Para su sorpresa, lloraba…
El rumor se esparció de manera
enfermiza, como un mito urbano recién parido, y los parlantes sociales se
desgarraban la voz a viva garganta buscando en el relato una coincidencia. Para
su mala suerte habían descrito su uniforme escolar y no tardaron en llegar
autoridades de la misma escuela a informar que un alumno encajaba con la
descripción. El extraño relato, del estudiante que había revivido tras un
atropello mortal, se hizo viral. Y así de rápido se enterarían de que él había
sido ese niño, pues había faltado a la escuela y porque su madre había dejado
de ir al trabajo.
Se decidió a escapar sin remedio
por el pánico, seguro habrían de ir a buscarlo en la madrugada cuando el tifón pasara.

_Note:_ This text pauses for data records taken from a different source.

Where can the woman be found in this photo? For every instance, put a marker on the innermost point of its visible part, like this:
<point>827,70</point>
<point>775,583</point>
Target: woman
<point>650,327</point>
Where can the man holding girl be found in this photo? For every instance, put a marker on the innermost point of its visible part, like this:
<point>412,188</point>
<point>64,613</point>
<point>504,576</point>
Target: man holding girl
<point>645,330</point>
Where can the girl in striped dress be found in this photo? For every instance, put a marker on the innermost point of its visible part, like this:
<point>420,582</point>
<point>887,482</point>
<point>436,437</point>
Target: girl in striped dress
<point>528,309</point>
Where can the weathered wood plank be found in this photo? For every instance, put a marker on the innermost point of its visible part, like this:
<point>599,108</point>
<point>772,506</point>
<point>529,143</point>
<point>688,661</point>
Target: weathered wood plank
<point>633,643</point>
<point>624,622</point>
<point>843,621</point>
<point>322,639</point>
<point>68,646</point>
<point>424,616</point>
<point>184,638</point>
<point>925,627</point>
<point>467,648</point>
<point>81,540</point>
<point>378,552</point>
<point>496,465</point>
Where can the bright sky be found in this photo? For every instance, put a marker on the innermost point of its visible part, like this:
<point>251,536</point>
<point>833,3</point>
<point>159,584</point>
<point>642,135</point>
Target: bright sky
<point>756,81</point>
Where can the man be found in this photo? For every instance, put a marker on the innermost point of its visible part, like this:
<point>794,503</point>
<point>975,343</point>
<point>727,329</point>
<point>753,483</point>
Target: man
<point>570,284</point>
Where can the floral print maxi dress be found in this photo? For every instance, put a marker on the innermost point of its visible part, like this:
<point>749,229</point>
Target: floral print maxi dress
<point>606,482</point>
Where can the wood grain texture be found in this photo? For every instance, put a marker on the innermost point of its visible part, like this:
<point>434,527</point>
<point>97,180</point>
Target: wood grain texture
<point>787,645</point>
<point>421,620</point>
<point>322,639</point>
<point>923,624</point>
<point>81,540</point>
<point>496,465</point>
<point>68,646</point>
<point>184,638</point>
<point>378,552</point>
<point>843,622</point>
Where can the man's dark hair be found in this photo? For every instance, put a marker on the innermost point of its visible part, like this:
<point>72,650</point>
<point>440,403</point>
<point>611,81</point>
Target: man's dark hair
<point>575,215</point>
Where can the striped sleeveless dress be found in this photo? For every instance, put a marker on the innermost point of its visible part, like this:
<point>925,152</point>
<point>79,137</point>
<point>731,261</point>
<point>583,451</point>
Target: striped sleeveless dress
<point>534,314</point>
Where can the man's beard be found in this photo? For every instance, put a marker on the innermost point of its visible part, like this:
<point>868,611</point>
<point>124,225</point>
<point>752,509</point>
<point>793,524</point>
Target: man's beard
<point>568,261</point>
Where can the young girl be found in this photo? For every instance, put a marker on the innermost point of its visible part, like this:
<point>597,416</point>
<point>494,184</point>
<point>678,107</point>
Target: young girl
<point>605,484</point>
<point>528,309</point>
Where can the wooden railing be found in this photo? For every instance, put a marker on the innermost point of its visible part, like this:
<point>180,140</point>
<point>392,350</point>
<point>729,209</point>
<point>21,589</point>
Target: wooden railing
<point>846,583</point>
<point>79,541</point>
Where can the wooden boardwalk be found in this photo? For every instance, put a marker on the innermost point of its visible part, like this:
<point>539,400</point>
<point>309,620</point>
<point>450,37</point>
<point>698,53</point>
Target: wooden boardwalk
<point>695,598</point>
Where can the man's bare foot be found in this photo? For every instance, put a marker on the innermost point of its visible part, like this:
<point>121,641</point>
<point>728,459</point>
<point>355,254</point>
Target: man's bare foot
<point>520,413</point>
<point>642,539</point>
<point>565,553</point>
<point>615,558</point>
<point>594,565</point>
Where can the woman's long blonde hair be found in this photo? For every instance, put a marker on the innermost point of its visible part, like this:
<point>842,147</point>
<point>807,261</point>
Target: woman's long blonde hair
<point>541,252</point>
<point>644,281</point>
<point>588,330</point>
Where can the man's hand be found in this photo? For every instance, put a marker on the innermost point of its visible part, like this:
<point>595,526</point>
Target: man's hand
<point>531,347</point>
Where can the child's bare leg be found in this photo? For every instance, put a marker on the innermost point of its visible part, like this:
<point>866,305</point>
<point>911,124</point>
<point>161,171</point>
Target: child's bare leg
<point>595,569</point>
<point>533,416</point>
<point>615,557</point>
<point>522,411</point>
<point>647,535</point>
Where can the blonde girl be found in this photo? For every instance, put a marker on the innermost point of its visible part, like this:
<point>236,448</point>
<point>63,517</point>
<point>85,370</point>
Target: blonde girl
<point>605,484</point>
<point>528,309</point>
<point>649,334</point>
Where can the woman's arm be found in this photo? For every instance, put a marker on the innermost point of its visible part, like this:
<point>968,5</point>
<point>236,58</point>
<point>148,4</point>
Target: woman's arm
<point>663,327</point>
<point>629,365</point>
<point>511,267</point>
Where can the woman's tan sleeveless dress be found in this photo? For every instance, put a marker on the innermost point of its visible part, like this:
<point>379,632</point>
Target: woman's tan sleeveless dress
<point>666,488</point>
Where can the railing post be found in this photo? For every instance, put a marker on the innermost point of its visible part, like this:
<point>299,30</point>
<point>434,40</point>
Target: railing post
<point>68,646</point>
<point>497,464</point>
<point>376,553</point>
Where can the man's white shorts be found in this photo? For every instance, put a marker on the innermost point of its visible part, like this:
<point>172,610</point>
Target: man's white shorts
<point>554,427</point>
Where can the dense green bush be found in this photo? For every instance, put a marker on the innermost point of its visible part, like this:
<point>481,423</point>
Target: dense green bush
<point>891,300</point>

Salió afuera sin importarle la tormenta y sabiendo que eso no lo detendría pues
tenía a un retorcido Dios de su parte.
Una ráfaga de viento arrancó una
rama de árbol. Apenas tuvo tiempo de reaccionar. Cayó en su cabeza propiciándole
su segunda muerte; la sangre, diluida con el agua, volvió de a poco a su cuerpo
y lloró a cántaros otra vez, como si la desgracia fuera su única suerte.

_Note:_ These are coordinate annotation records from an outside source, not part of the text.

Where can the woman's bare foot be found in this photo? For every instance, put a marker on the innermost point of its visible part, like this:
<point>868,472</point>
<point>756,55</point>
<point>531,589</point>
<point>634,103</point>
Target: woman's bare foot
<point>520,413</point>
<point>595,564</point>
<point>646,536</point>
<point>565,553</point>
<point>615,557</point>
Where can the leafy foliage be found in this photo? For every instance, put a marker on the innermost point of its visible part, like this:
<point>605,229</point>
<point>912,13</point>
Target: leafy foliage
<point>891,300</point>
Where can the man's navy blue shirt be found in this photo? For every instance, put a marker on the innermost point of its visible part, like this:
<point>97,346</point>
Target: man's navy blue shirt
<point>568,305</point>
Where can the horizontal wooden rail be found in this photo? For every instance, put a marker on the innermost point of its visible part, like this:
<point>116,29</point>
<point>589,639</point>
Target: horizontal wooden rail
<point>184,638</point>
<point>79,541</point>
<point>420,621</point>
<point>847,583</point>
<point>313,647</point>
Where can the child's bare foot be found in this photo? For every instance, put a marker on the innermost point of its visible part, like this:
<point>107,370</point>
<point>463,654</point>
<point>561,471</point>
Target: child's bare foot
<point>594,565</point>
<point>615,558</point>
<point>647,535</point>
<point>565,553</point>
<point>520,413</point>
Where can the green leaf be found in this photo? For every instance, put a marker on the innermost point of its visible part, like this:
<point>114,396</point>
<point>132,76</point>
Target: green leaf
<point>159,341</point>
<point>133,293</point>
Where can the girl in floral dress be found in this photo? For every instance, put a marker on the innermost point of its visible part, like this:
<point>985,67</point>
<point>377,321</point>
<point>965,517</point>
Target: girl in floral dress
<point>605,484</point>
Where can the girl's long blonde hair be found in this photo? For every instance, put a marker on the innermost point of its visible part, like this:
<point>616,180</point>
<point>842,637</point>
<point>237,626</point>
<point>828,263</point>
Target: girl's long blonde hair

Observó la libreta, primero
buscando un indicio, luego una Verdad. Un relámpago estalló y en las páginas descubiertas se dibujó un rostro con la tinta negra. Era el de su madre. Pudo oír algo entre la ventisca y la
lluvia: un llanto de sufrimiento, y el surco de aquel dibujo era agresivo, como si alguien lo hubiese pintado a manotazos. Sus hojas completamente secas lucían manchadas
de una tonalidad similar a la del sepia, mantuvo la mirada mientras su cara se
reconstruía y sus ojos volvían a su lugar. En la libreta estaban
escritas dos fechas: 12/10/2019 y 13/10/2019. Dos muertes. La idea
estremeció cada fibra de sus músculos, más que el viento helado y las gotas
frías sentenciosas; una amarga sensación sobrevino junto a una fuerte ventisca
que no lo dejó avanzar, y el extraño tomo se escapó de sus manos. Intentó
alcanzarlo al instante, pero un trozo de hojalata le cortó el brazo como si el deseo de aquel Dios bipolar hubiese mutado. La libreta
se voló tan lejos que la perdió de vista. Y él quedó en el suelo inhóspito,
acurrucado frente al frío cruel, sosteniendo su brazo sangrante.